A 2016 survey showed that from those organisations researched, only 44% made use of extensive data encryption technologies. The main barriers for organisations not to implement encryption is, according to the survey, a lack of budget (37%), performance concerns (31%) and lack of knowledge (28%). 1% of the respondents believe that encryption is not effective in protecting their data, which to me points to a lack of understanding encryption in the first place. Those companies that do not ensure encryption leave their data vulnerable in case of a data breach. With that, you breach your customers’ privacy, and that could make you liable, especially under the new GDPR regulations.
However, even if you have implemented encryption, you could still face problems with the advent of quantum computing. After all, most of the existing encryption will end up useless when we have working quantum computers. The problem with existing cryptography is that a sufficiently powerful quantum computer could easily solve the mathematical problems that are currently used by most encryption algorithms. If that happens, any data that is currently encrypted using those algorithms will become accessible to those with access to such quantum computing. As such, intelligence agencies are, most likely, already storing currently unbreakable intercepted data in the hopes that quantum computing will give them access. In addition, once hackers gain access to quantum computing, your encrypted data is anything but safe.
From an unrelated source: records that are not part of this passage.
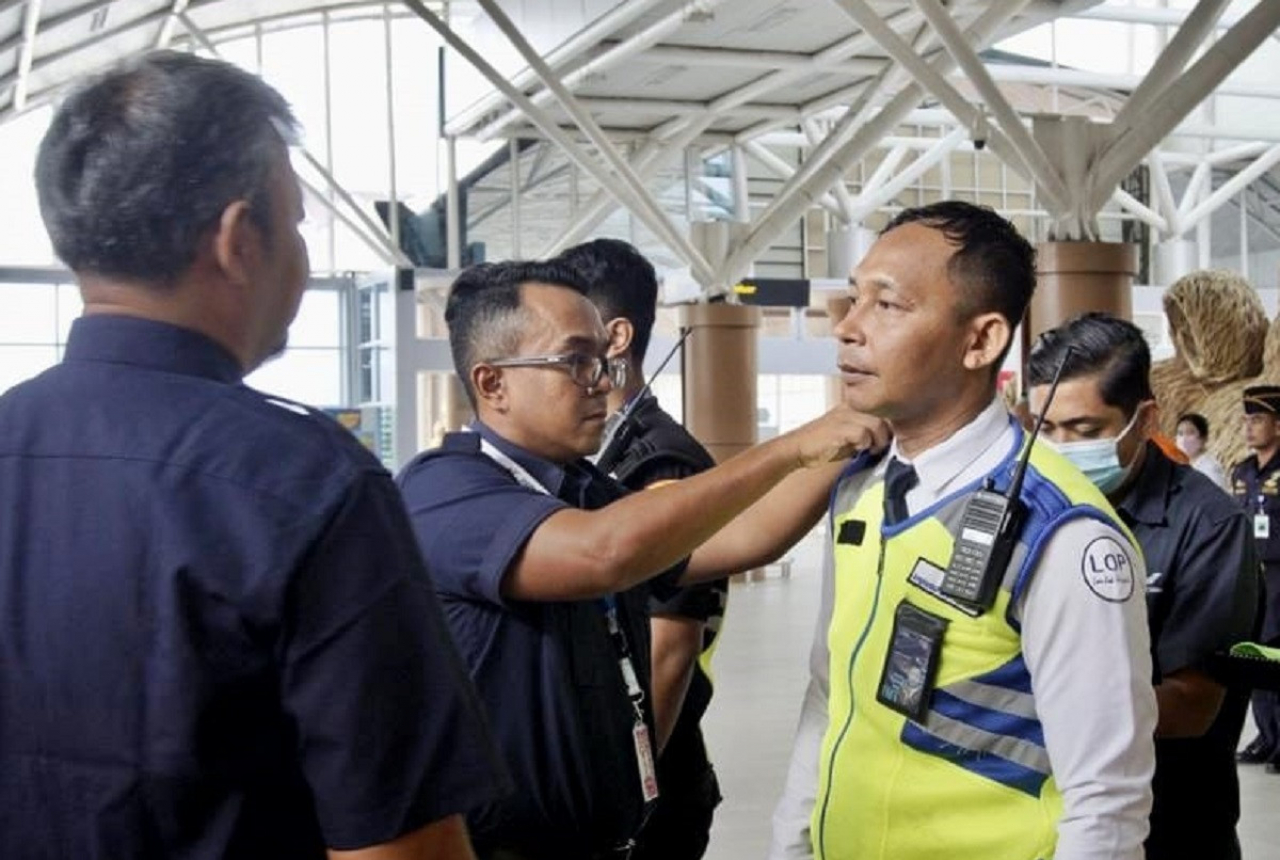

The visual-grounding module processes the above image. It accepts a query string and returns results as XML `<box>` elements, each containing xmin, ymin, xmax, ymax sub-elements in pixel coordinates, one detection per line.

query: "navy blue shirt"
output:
<box><xmin>0</xmin><ymin>316</ymin><xmax>502</xmax><ymax>860</ymax></box>
<box><xmin>1116</xmin><ymin>443</ymin><xmax>1260</xmax><ymax>860</ymax></box>
<box><xmin>399</xmin><ymin>424</ymin><xmax>680</xmax><ymax>860</ymax></box>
As such, despite offering enormous opportunities to solve some of the world’s biggest problems, quantum computing also is one of the biggest security risks.
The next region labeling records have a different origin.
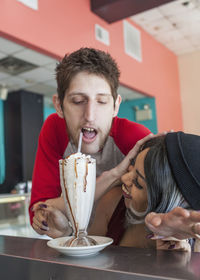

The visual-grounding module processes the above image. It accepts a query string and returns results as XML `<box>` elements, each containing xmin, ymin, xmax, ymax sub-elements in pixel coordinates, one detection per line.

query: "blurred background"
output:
<box><xmin>0</xmin><ymin>0</ymin><xmax>200</xmax><ymax>236</ymax></box>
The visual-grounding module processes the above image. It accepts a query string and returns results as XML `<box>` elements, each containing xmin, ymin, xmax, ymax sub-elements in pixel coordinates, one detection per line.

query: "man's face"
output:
<box><xmin>54</xmin><ymin>72</ymin><xmax>121</xmax><ymax>154</ymax></box>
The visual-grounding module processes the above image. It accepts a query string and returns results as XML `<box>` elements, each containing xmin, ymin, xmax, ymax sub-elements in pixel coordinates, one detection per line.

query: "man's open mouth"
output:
<box><xmin>81</xmin><ymin>127</ymin><xmax>97</xmax><ymax>141</ymax></box>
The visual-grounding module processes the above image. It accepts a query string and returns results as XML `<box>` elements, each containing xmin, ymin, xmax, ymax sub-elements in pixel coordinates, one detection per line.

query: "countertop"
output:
<box><xmin>0</xmin><ymin>236</ymin><xmax>200</xmax><ymax>280</ymax></box>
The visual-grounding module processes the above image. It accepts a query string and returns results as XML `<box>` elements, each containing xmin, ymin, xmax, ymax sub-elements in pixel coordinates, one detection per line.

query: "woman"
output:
<box><xmin>33</xmin><ymin>132</ymin><xmax>200</xmax><ymax>250</ymax></box>
<box><xmin>89</xmin><ymin>132</ymin><xmax>200</xmax><ymax>250</ymax></box>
Therefore, organisations should adopt quantum-computing proof encryption, also known as post-quantum cryptography or quantum-resistant cryptography, which increasingly is gaining more attention from researchers as well as organisations. However, developing new quantum-resistant cryptography takes time while the developments around quantum computing are accelerating. Earlier this month, Google revealed a 72-qubit gate-based superconducting system, bringing us rapidly closer to quantum supremacy (meaning a quantum computer that outperforms the world’s fastest supercomputer).
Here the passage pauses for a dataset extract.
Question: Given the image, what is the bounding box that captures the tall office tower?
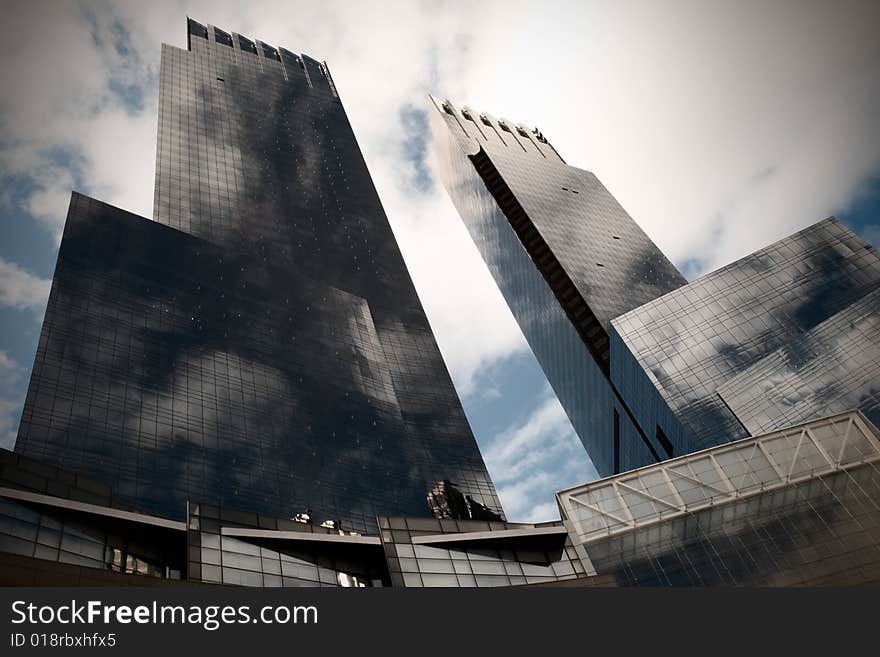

So, what can organisations do today to ensure that their current data remains secure when quantum computing has arrived? The obvious answer is to use quantum-resistant cryptography, but that is easier said than done. However, new startups are working on new solutions, and one of these is Cryptelo (full disclaimer: I am a strategic advisor to Cryptelo):
Cryptelo offers a sort of state-of-the-art encryption-as-a-service that brings a fresh perspective to data protection and data manipulation. Their vision is to build a new ecosystem where there will be a shell around your data before you share or store it. Every time someone would like to open it, he/she has to prove that his/her access is still valid. Thanks to this you’re able to remove access to an attachment in an email, even if you already sent it or let other people see your documents without the ability to copy it or forward it to someone else to see. The world of crypto is fascinating, and it is moving forward fast. Cryptelo Labs constantly works on cryptography research and improvements to make sure that the data of their clients will be protected even against the quantum implementation of Shor’s algorithm etc. and with that allow organisations to be ready for a post-quantum era.
End-to-end encryption that is resistant to quantum computing will become increasingly important in the, near, future. Therefore, organisations that want to protect their data, that want to protect their customers’ data and as such comply with GDPR, should look into companies such as Cryptelo to ensure that their data will remain secure. Now and in the upcoming era of the quantum computer.